I haven’t had the opportunity to thank you for reading my posts, so thank you. I use to journal with pen and paper but this works better. I love to share my life in the hope of inspiring others to greater things. It is liberating when we read about other people and we realize we are all mostly just as normal as the next guy.
I wasn’t going to write anything right away, just let the events of yesterday settle in for a little while. But I can’t stand it. I have to write. I guess if I had someone I could call at 11-ish pm at night, I might not have to write but I am the only person I know that doesn’t have a job to wake up to in the morning.
I am grateful that my family asked me to move back home. My parents are coming up on age 80 soon and I didn’t want to get the call in the middle of the night to “Come quick” so together we planned my return. It has given me an incredible opportunity to spend time with my folks that I would not have otherwise had. I feel blessed beyond measure. But this wasn’t in my plan. It wasn’t my idea to divorce after 29 years. While we had our issues, we could have worked them out, but he decided he wanted to finish life his way. I had pictured us retiring soon and traveling some and enjoying our grand kids together. But God had other plans. My vision was not His and sometimes I become weary waiting on God.
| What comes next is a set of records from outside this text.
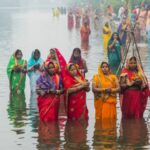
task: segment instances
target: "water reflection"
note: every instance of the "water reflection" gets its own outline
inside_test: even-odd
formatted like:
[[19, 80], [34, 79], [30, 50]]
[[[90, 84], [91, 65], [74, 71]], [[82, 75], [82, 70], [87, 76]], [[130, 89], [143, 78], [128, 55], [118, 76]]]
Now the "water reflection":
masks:
[[134, 150], [144, 149], [149, 144], [148, 128], [144, 119], [122, 119], [120, 128], [119, 143], [121, 147]]
[[65, 129], [65, 150], [88, 150], [86, 121], [68, 121]]
[[116, 149], [117, 129], [116, 120], [96, 120], [93, 136], [93, 149]]
[[[23, 133], [23, 127], [25, 126], [26, 120], [26, 102], [25, 94], [11, 94], [10, 101], [8, 104], [8, 118], [11, 124], [14, 126], [14, 130], [17, 134]], [[19, 130], [20, 129], [20, 130]]]
[[38, 107], [37, 107], [37, 95], [31, 93], [29, 104], [29, 120], [32, 127], [32, 132], [37, 132], [38, 128]]
[[58, 122], [42, 122], [39, 121], [37, 148], [59, 149], [60, 147], [60, 130]]

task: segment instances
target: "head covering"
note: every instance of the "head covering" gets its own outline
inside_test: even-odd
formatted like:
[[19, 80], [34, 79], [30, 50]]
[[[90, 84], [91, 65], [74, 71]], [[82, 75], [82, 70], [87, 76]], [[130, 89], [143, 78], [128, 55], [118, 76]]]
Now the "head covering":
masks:
[[[79, 51], [79, 53], [80, 53], [80, 56], [78, 58], [74, 57], [75, 51]], [[71, 58], [69, 60], [69, 63], [77, 64], [77, 65], [79, 65], [79, 68], [83, 67], [83, 59], [82, 59], [82, 56], [81, 56], [81, 50], [80, 50], [80, 48], [75, 48], [73, 50]]]
[[[34, 65], [37, 65], [37, 64], [42, 65], [42, 63], [43, 63], [43, 60], [41, 59], [41, 56], [40, 56], [39, 59], [37, 59], [37, 60], [34, 59], [34, 53], [35, 53], [35, 51], [36, 51], [36, 50], [34, 50], [34, 51], [32, 52], [31, 57], [30, 57], [30, 59], [29, 59], [29, 61], [28, 61], [28, 66], [27, 66], [28, 69], [30, 69], [30, 68], [33, 67]], [[31, 74], [32, 74], [32, 72], [28, 72], [29, 77], [31, 76]]]
[[34, 59], [34, 53], [35, 53], [36, 50], [32, 51], [32, 54], [31, 54], [31, 57], [28, 61], [28, 68], [31, 68], [32, 66], [36, 65], [36, 64], [42, 64], [43, 61], [41, 59], [41, 56], [39, 57], [38, 60], [35, 60]]
[[[70, 68], [71, 65], [73, 65], [77, 69], [77, 75], [81, 77], [81, 81], [76, 80], [76, 78], [71, 75], [71, 73], [69, 71], [69, 68]], [[64, 86], [67, 89], [73, 87], [76, 84], [79, 84], [79, 83], [85, 81], [84, 77], [82, 76], [82, 74], [78, 70], [78, 67], [75, 64], [73, 64], [73, 63], [69, 63], [67, 65], [67, 69], [66, 69], [66, 71], [65, 71], [65, 73], [63, 75], [63, 80], [64, 80]]]
[[[61, 71], [65, 70], [66, 65], [67, 65], [65, 58], [62, 56], [62, 54], [60, 53], [60, 51], [57, 48], [52, 48], [52, 50], [55, 51], [56, 59], [59, 63], [58, 65], [60, 66], [59, 69], [61, 69]], [[49, 54], [49, 56], [47, 57], [47, 60], [45, 61], [45, 63], [48, 63], [50, 61], [52, 61], [51, 54]]]
[[113, 42], [113, 40], [114, 40], [114, 35], [115, 35], [115, 34], [117, 34], [117, 36], [118, 36], [119, 44], [122, 45], [121, 40], [120, 40], [120, 37], [119, 37], [119, 34], [118, 34], [117, 32], [114, 32], [114, 33], [112, 34], [112, 36], [111, 36], [109, 42]]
I have a slight crush (that sounds very silly for someone my age) on a guy my family knows better than I do. That feels really weird to say but during the years while I was elsewhere, their paths crossed almost daily. So, I have resisted saying anything to him except for casual conversation and always in the company of other family members. I have wanted to say something several times but I always back off because if this is something that God wants to happen, it will happen in God’s timing, not mine. And I don’t want to mess it up before God gets a chance to do His thing. Besides, I am still old fashioned and I never liked the idea of making the first move. I also figure since he is single and all that, if he were interested in spending time with me, he would ask. I am learning to wait on God but I will admit that waiting on God is one of the hardest things I have ever done.
Phew! Now that that is out, I feel better.
I heard a song by Tenth Avenue North this morning called “Worn”. I have heard this song a few times but today, for some reason, it grabbed me.
“I’m Tired I’m worn
My heart is heavy
From the work it takes
To keep on breathing
I’ve made mistakes
I’ve let my hope fail
My soul feels crushed
By the weight of this world”
I don’t like lingering in my fear and doubt. I hate it when I remember my mistakes and then I wonder how badly I crushed Jesus’ heart by not allowing Him to be my God. Then I remember I am human. He became human so He would understand us. And when He forgives us, we know He knows how we feel because He has been there too. Jesus experienced every emotion we ever will in the short time He lived on earth. He knows what it is like to feel “worn” and He knows what we need to be redeemed. It is His gift to us. And it is always free.
Father, thank You for loving me with an enormous heart. Please forgive me for breaking Yours. I love you dearly, Amen!